Synopsis: Francois (Deon Lotz), father of two daughters and a devoted husband, lives a skillfully controlled life, in Bloemfontein, South Africa. 23-year-old Christian (Charlie Keegan) is the son of a long lost friend. Francois is so disarmed by the young man that it instantly ignites within him an all consuming infatuation and misplaced lust. Despite his careful concealed disgust for himself, Francois pours out the lost emotions he has despised all his life in what becomes a desperate attempt at taking from the world that which he has always secretly wanted: happiness.
A confronting tale of an angry, repressed white male in modern South Africa.
Francois is a complex, conflicted character, perhaps a throwback to the angry, old white men of the ‘old’ South Africa, whose journey makes for reasonably interesting if occasionally confronting viewing.
BRISBANE INTERNATIONAL FILM FESTIVAL: Francois van Heerden, the middle-aged protagonist of South African writer-director Oliver Hermanus’ slow-burning drama Beauty, isn’t an easy man to like or even understand.
He’s racist, dismissing a section of society as “scum”, insensitive and off-handed with his wife and impatient with their daughter. He’s gay but hasn’t come out of the closet and complications arise after he develops an unhealthy obsession with a handsome, much younger man, the son of an old friend, who calls him “uncle”.
Superbly played by Deon Lotz, Francois is a complex, conflicted character, perhaps a throwback to the angry, old white men of the ‘old’ South Africa, whose journey makes for reasonably interesting if occasionally confronting viewing.
A prosperous timber merchant, Francois lives in Bloemfontein in the country’s Afrikaaner heartland with his wife Elena (Michelle Scott), to whom he shows little or no affection, and their daughter Anika (Roeline Daneel).
He gets his kicks sexually by attending orgies with a group of beer-swilling male acquaintances while a porno video plays on TV, but he insists “we are not faggots”. Unsurprisingly, “coloured” people are banned from these gatherings.
In conversation with Elena, he refers to Anika as a “hopeless” young woman who “doesn’t know her place” and has no serious plans in life. Elena meekly agrees, tired, one senses, of arguing with her truculent husband.
Hermanus first shows Francois’ fascination with Christian (Charlie Keegan), a law student who occasionally works as a model in TV commercials, at the reception following the wedding of his other daughter Linda.

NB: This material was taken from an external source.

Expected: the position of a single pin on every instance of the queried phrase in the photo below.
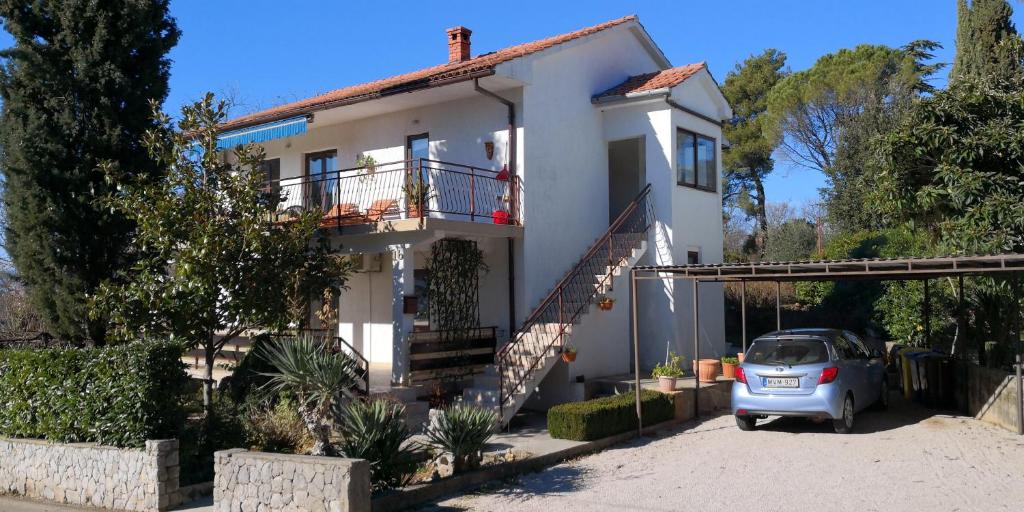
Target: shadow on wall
(991, 395)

Shortly afterwards Francois goes to Cape Town, where Christian lives, on the pretext of work. He stalks the younger man at university and later at a beach, his look of longing bespeaking a desire for youth, beauty and perhaps the physical intimacy that’s long vanished in his marriage.
Repressed feelings suddenly boil over into white-hot anger as Francois rings the police to report his car is stolen after Anika had borrowed it without permission, and then calls his wife.

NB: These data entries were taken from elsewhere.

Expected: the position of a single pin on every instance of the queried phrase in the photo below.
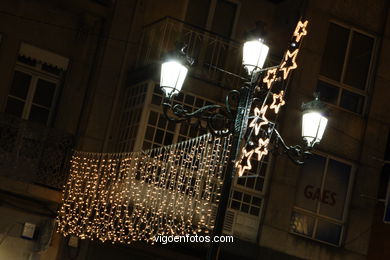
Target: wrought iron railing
(33, 153)
(209, 50)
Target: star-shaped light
(277, 101)
(255, 122)
(262, 150)
(300, 30)
(293, 57)
(241, 168)
(271, 77)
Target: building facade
(91, 69)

The pacing is languid in the first hour or so as Hermanus establishes his characters, creates a mood of unease and gradually builds tension until there’s an explosion of emotional and physical violence.
Oddly, Hermanus elects not to show the repercussions, surely a missed opportunity if not a cop-out.
Lotz plays the role with a quiet intensity, a brave performance as a deeply flawed character whose actions will be disquieting for many people. Keegan, in his movie debut, is subtly effective as the urbane Christian.
Beauty premiered at the Un Certain Regard sidebar of the 2011 Cannes Film Festival, where it won the second annual Queer Palm for the best film dealing with gay, lesbian, bisexual or transgender issues.
Accepting the award, Hermanus said, “We want to show it in South Africa but we know it will be a challenging film for the audience because it deals with someone who refuses to accept his sexuality which is, I think, happening in all countries in the world, people refuse to accept who they are.”